Cuando el envase deja de cumplir la misión para la que fue creado, éste se convierte en un residuo y es entonces cuando hay que recuperarlo para hacer posible su reciclado.

Para poder reciclar los envases de los productos que consumimos habitualmente, primero hay que separarlos en grupos, según la naturaleza del material del que estén hechos, y luego depositarlos en los contenedores de recogida selectiva instalados en las calles de nuestro municipio.

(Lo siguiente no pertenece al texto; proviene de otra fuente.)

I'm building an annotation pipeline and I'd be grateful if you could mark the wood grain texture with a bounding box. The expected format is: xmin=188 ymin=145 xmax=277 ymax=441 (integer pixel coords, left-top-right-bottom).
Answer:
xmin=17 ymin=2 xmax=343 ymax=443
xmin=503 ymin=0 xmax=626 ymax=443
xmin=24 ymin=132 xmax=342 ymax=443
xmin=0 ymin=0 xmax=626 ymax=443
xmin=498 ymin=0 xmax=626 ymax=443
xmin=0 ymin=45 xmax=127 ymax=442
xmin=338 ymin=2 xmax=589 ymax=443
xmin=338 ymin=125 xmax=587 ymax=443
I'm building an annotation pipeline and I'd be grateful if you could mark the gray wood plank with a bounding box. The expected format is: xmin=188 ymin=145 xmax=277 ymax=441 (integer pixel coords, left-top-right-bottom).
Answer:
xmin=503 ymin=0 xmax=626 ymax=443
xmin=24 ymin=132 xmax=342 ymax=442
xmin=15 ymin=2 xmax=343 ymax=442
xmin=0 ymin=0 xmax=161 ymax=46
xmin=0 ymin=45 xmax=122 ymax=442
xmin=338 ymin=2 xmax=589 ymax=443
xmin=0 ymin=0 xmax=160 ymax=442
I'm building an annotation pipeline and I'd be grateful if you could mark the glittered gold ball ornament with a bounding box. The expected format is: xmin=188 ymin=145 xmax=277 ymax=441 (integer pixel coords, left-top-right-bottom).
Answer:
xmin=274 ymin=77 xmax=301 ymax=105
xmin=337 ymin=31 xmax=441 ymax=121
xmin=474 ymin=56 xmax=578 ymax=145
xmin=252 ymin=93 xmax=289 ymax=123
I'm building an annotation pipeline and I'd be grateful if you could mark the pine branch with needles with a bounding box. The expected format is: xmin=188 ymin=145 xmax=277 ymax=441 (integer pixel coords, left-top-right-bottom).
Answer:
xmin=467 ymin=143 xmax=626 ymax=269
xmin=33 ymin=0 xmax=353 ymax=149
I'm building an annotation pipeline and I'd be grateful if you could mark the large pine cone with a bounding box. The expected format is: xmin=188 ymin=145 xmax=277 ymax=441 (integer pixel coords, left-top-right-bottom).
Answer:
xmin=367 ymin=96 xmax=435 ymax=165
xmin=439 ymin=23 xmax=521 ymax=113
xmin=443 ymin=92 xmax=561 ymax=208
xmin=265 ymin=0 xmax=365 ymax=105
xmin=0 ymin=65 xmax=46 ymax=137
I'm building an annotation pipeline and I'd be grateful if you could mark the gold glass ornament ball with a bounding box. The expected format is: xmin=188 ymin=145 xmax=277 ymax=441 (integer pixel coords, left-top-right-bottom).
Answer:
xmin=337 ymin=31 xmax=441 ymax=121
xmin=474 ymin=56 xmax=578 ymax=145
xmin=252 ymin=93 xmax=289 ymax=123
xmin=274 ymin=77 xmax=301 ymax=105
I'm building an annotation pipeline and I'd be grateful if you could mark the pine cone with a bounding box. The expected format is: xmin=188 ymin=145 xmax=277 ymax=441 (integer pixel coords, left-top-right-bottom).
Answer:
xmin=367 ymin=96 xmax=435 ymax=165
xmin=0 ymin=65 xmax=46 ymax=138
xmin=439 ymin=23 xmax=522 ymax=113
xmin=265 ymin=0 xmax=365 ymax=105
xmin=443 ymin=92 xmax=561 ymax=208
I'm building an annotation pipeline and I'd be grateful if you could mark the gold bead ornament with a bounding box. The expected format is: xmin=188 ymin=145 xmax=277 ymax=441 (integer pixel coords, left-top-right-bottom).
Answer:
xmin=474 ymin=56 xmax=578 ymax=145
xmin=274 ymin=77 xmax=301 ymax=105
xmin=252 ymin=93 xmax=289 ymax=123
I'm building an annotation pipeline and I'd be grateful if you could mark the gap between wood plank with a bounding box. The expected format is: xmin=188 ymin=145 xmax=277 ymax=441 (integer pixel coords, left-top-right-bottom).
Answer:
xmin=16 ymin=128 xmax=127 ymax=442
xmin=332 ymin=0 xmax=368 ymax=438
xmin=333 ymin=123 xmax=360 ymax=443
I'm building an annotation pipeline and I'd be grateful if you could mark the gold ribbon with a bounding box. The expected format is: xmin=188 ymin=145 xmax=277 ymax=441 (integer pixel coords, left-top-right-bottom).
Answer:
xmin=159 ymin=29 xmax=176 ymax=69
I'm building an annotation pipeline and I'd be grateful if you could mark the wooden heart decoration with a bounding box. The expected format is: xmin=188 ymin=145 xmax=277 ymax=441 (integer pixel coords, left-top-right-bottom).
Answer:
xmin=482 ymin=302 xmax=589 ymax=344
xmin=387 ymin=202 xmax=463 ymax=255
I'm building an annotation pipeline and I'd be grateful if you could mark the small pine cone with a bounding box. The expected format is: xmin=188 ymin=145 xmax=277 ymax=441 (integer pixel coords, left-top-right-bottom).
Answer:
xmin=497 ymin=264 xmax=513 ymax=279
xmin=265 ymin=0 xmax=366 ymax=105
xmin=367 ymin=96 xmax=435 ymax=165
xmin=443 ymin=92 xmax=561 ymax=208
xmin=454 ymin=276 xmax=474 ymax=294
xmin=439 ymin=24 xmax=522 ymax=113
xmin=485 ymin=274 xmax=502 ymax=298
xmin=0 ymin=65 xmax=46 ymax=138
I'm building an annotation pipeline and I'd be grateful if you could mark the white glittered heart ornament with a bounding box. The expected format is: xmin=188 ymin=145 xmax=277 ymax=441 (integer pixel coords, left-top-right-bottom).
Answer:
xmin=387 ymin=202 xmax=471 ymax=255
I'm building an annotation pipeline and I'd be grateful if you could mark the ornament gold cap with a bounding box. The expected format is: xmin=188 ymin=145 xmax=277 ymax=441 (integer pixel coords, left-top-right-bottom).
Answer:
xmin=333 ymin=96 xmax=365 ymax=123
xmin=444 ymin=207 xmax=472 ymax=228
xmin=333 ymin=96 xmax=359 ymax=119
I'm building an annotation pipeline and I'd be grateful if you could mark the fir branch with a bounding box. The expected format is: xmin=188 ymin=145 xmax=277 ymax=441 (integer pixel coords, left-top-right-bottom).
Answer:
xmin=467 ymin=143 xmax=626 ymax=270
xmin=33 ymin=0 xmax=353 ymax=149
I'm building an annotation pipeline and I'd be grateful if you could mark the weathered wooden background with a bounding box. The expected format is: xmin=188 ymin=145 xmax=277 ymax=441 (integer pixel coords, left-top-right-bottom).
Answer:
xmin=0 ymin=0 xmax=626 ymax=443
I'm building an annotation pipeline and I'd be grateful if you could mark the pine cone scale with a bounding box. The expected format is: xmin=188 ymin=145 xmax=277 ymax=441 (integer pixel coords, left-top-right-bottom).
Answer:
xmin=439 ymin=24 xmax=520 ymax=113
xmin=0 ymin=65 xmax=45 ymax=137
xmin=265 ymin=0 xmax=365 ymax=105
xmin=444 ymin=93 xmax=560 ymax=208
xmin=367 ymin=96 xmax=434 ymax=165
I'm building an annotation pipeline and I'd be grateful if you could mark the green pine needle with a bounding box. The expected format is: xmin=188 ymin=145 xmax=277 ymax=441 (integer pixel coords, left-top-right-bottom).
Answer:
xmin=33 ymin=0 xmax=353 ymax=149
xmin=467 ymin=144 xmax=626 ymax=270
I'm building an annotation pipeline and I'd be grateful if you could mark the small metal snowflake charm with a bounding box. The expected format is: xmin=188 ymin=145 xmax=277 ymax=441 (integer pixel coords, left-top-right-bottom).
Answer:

Así, los envases de cartón y papel procedentes del contenedor azul van directamente a los recuperadores y recicladores que con ellos, y tras una clasificación en función de las calidades y su posterior reciclaje, producirán nuevo cartón y papel.

En el caso de los envases ligeros del contenedor amarillo, nos encontramos con tres grupos muy distintos: envases de plástico, envases metálicos y briks. Antes de enviarlos a sus respectivos recicladores, hay que separarlos también en las plantas de selección y clasificación de envases. En estas plantas, de las que hay más de 90 repartidas por toda la geografía española, se separan los envases ligeros procedentes del contenedor amarillo en al menos las siguientes fracciones: de los metales, acero y aluminio; de los plásticos, PET, polietileno de alta densidad y plástico mezcla; y finalmente los briks.

Cada fracción se dirige a su correspondiente reciclador. Este se encargará de transformarlos en nueva materia prima, con la que fabricar nuevos envases o cualquier otro producto en el que se utilicen estos materiales, como por ejemplo: piezas de automóvil, tuberías, fibras textiles, etc.